Sometimes some of our favorite tools make things so simple for us by abstracting away so much of the technical implementations, that we lose track of what is actually going on behind the scenes, which cause us to accidentally implement things incorrectly and have unintended bugs within our code.

I ran into one of these bugs a few days ago with Celery. I had a Celery task that accepted a deserialized yaml file as a dictionary, it then modified some of these values and stored it again in yaml format. The bug was that throughout this process parts of the yaml code was being changed without intention.

Isn’t that weird?

Imagine the following code:

import yaml

@app.task
def foo(options: Dict[str, Any]) -> str:
    return yaml.dump(options)

foo.delay(options=yaml.load("from: 2019-01-01")

What do you expect the final YAML to be in the code above? Shouldn’t it just be the original yaml string? Isn’t it same as doing the following?

import yaml

yaml.dump(yaml.load("from: 2019-01-01"))

The answer is: No! It is not the same thing. The differences between these two methods are because of all the things that Celery abstract away from us.

How does Celery Pass Data to Worker?

Remember, all Celery does is sending messages to a message queue and then having a worker that pick up these messages to execute them.

The messages are stored as text, so even if we’re passing data types such as integers, strings, dictionaries, lists or dates, all of them will have to be stored as text while they are within the message queue.

So what this means is that when we’re doing something like:

foo.delay(options=dict(from=datetime.date(2019, 1, 1)))

What we’re actually doing is the following:

We serialize the dictionary to a JSON string.
We pass the kwargs with its meta data to the message queue as text.
The Celery worker reads the message and its meta data.
The Celery worker detects that it was serialized as JSON and deserializes it.
The Celery worker passes the deserialized values to the task.

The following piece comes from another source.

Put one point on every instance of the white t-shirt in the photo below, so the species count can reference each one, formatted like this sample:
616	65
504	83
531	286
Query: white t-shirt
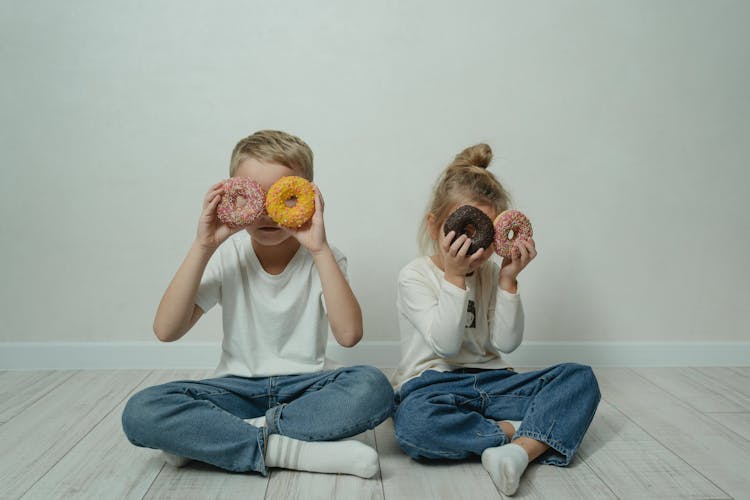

To make things simple, Celery abstract away all of this and handles it for us automatically. This might make it appear like we can pass dictionaries, dates or objects to our tasks but in reality, we are always simply passing messages as text by serializing the data.

Limitations of JSON

So back to the bug, what actually happens in our code example above? Well, actually Celery will serialize our datetime.date object to a string, and then YAML will no longer know that it is a date object, and just treat it as a string from that point.

So we might pass in datetime.date(2019, 1, 1) but we might get back "2019-01-01T00:00:00". This is because JSON has quite a lot of limitations of what data types it can recognize.

JSON actually only recognizes the following data types:

Dict
List
str
bool
int
float
None

Anything else (such as datetime.date will be serialized to a string and never be deserialized back to its original form. To solve this, we have two options:

Don’t pass in an object that JSON does not support. In this case we could convert our date to a timestamp and pass in an integer.
Change serializer to a serializer that supports the data type we’re passing.

In our case, since we are using yaml, it makes sense to switch to the yaml serializer for our call.

Setting Celery Serializers

By default, Celery uses a JSON serializer to serialize all of our arguments to our tasks into a text message that can be passed to the message queue.

You can customize this to use other serializers by specifying the following settings:

The accept_content setting is used by the worker to determine which types of serializers that the worker is allowed to deserialize. This can be used for security purposes, you might not always want all types of serializers to be used.

The task_serializer setting is used by the client to determine how it should serialize the data before it passes it to the message queue.

On top of that, you can also specify the serializer on a task-call level instead of setting it for the whole system. For example, you might use json by default but in a few other cases use yaml or pickle to serialize your data.

# Override default serializer and use yaml instead.
foo_task.apply_async(kwargs=data, serializer="yaml")

Which Serializer Should I Use?

Celery comes with 4 different serializers out of the box.

json
yaml
pickle
msgpack (Experimental)

There is no “right” choice between all of these, they have different benefits and they should be set based on the type of messages that you send within your application.

Personally, I think it’s a good choice to use JSON as the default since it has the best performance, and then complement it with YAML for certain cases where you might require passing more advanced data types.

Here is a summary of each serializer’s benefits/downsides:

JSON Serializer

Benefits:

Quick/Good Performance.
Works well across programming languages.

Downsides:

Limited support for data types.

YAML Serializer

Benefits:

Support a larger range of data types than JSON.
Works well across programming languages.

Downsides:

Slower than JSON

Pickle Serializer

Benefits:

Support any data type
Relatively fast

Downsides:

Does not work across programming languages.
Security risk since it allows to pass any python code.